Certainly, Mr Blair is anxious to inoculate Labour against the perception of weakness on defence. That is only sensible. Barring one aberrant decade, Labour is a party of nuclear defence. Labour governments initiated Britain’s nuclear weapons programme, and modernised the old Polaris fleet. It is historically apt that new Labour should inaugurate new nukes.
The Labour MP Michael Meacher declares that Trident “answers no threats that we currently face” — as if today’s threats should determine defence planning to 2040. Defence policy must anticipate remote contingencies. Even our present knowledge of the capabilities of despotic regimes is limited. (Consider the intelligence failures over Iraq’s WMD.) Our nuclear deterrent is thus an insurance policy. We cannot predict the threats to us in the middle of this century, just as 30 years ago we did not foresee Argentina’s invasion of the Falklands and Saddam Hussein’s annexation of Kuwait.

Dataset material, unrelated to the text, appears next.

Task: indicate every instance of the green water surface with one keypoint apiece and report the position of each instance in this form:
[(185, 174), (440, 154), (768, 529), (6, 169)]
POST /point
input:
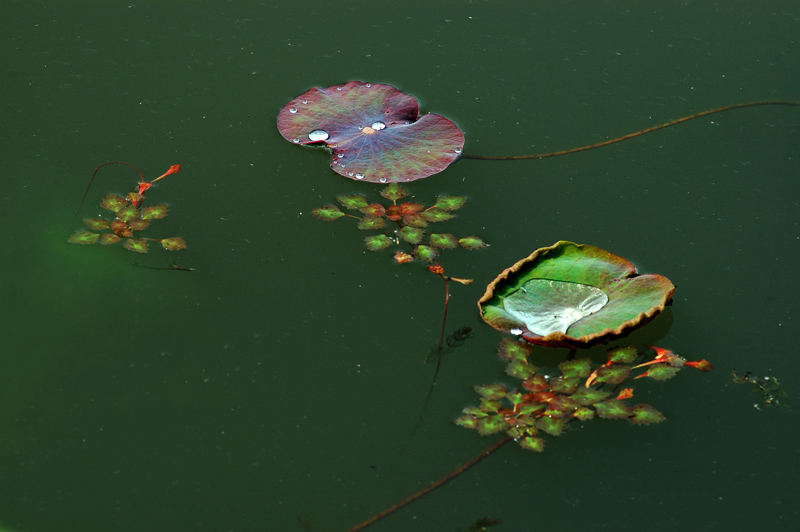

Not in all cases, but in some, our independent deterrent may act as a political counterweight, causing a potential aggressor to think again. That benefit is necessarily speculative, but the costs are known. The capital cost will average 3 per cent of the defence budget. (The current Trident fleet, like its Polaris predecessor, was introduced on time and within budget.) The diplomatic benefits of renouncing our nuclear capability, conversely, would be trifling and the costs incalculable. It would be an irreversible step taken in an uncertain world where the worst of states — Iran and North Korea — appear intent on acquiring nuclear weapons. Those states will scarcely be swayed by a diplomatic gesture by the UK. Nor will any current nuclear powers, whose policies are geared to their own perceived strategic interests.
The PM has taken a contentious decision in the short term, so that his successor need not. It is the stuff of leadership, and it is right.